There was a time when men's grooming was easy to understand.
You bought a razor because you shaved. You bought deodorant because you sweated. Maybe there was a bottle of cologne reserved for weddings, dates, and the occasional promotion. The medicine cabinet was functional, almost apologetic. Grooming was maintenance.
Somewhere along the way, men started treating themselves more like athletes.
Not professional athletes. Just people attempting to keep pace with increasingly demanding lives. A morning lift before work. A twelve-hour day. Dinner downtown. A red-eye flight. A run club on Saturday. Another meeting. Another coffee. Another reason to look like you've slept eight hours when you've barely managed six.
The products have followed.
This month, Onside, a personal care company backed by Jayson Tatum and Jude Bellingham, landed at Target. At first glance, it looks like another celebrity adjacency play. Another athlete lending credibility to another shelf of body wash. But the branding feels noticeably different.
For years, the men's category oscillated between two poles: hypermasculine drugstore products wrapped in matte black packaging, and skincare routines imported wholesale from women's beauty. One side asked men to smell like cedarwood and motor oil. The other handed them ten serums and expected compliance.
Neither quite captured how most men actually live.
Most men don't wake up wondering how to optimize their skin barrier. They do, however, want to feel put together. They want products that make it easier to move from one version of themselves to another without thinking too much about it.
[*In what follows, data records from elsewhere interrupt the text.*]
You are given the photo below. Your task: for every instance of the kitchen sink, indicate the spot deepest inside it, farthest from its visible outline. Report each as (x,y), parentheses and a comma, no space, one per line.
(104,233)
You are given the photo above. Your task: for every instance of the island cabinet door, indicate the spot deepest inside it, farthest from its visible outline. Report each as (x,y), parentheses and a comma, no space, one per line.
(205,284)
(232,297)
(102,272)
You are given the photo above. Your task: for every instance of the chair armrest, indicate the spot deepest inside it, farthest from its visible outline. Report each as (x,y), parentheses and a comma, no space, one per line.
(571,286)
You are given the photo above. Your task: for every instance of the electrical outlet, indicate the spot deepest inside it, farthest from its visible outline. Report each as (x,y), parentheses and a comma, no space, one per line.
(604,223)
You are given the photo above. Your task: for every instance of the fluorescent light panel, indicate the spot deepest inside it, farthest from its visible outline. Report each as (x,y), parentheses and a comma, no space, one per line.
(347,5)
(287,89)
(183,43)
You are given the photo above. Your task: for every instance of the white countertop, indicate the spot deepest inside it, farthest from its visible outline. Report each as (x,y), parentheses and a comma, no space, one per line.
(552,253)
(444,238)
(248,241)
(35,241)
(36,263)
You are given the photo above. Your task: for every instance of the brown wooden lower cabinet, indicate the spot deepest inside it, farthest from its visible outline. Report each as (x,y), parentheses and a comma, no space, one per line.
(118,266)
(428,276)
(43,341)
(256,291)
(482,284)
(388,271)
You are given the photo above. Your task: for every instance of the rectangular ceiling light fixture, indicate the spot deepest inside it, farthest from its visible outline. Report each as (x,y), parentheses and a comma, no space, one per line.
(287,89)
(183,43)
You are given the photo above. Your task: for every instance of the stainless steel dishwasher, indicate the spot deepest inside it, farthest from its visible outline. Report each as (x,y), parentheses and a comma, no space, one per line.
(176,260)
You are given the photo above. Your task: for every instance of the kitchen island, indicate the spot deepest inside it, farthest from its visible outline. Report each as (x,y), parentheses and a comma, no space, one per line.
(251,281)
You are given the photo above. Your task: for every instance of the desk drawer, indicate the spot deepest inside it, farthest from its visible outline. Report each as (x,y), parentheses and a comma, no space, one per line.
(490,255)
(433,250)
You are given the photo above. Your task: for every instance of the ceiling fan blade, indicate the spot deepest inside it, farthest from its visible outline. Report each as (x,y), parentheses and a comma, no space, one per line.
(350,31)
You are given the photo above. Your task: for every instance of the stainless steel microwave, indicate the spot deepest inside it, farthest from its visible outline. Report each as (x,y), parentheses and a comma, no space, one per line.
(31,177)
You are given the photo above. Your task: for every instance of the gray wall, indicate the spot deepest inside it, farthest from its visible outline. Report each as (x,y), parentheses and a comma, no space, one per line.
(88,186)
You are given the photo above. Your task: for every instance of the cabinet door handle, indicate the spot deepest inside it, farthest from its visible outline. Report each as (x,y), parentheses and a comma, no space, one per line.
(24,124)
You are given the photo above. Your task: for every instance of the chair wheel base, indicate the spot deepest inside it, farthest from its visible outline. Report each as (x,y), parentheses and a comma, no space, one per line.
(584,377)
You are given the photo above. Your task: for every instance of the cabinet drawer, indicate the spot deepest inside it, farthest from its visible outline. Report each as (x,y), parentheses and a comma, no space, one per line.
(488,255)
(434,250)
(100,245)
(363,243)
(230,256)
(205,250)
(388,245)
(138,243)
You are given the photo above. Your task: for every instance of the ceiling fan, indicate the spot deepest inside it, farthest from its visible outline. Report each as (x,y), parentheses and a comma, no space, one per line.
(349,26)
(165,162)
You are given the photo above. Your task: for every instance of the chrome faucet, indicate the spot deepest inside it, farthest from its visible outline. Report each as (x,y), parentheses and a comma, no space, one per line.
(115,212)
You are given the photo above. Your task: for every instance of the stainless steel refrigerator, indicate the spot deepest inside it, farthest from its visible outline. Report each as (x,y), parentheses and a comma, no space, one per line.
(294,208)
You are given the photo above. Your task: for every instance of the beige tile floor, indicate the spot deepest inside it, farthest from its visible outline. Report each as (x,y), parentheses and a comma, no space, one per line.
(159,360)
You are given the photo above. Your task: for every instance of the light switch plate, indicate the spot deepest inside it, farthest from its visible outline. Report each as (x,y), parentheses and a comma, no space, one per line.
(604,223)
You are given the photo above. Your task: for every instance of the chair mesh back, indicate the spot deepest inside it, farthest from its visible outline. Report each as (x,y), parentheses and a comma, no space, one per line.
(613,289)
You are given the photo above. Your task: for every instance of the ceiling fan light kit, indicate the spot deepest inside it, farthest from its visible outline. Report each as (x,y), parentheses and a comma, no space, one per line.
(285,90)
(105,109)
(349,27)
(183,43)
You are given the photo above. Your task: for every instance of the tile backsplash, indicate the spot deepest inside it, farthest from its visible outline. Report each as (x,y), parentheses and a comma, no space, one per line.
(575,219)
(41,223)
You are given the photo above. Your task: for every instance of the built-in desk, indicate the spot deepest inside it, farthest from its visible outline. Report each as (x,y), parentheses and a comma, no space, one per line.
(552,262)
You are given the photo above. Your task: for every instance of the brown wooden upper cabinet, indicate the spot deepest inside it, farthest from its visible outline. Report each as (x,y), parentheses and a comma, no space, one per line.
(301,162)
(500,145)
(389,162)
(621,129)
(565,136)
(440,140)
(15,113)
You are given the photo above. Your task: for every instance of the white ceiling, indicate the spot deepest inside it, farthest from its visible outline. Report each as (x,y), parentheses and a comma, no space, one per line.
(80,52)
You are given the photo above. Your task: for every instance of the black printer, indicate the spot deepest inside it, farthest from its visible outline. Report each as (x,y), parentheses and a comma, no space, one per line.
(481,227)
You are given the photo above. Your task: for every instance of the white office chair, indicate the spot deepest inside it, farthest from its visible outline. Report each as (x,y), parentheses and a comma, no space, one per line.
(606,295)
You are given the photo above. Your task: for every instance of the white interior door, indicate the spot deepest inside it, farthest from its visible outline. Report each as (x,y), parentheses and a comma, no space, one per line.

The best brands seem to understand this.
They aren't asking men to become beauty enthusiasts. They're acknowledging that modern masculinity increasingly resembles a collection of systems: training, eating well, sleeping better, dressing intentionally, smelling good, recovering faster, staying hydrated, and generally appearing as though life isn't winning.
Perhaps that's why athletes have become such effective ambassadors. Not because consumers believe they can look like Jayson Tatum, but because athletes embody ritual. They prepare. They recover. They repeat. Their value isn't aspiration as much as demonstration.
The next decade of men's grooming may have less to do with vanity than readiness.
Ready for a meeting.
Ready for a workout.
Ready for a flight.
Ready to walk into a room without appearing like you've spent the last three days answering emails under fluorescent lights.
The medicine cabinet, it turns out, might be evolving into something closer to a locker.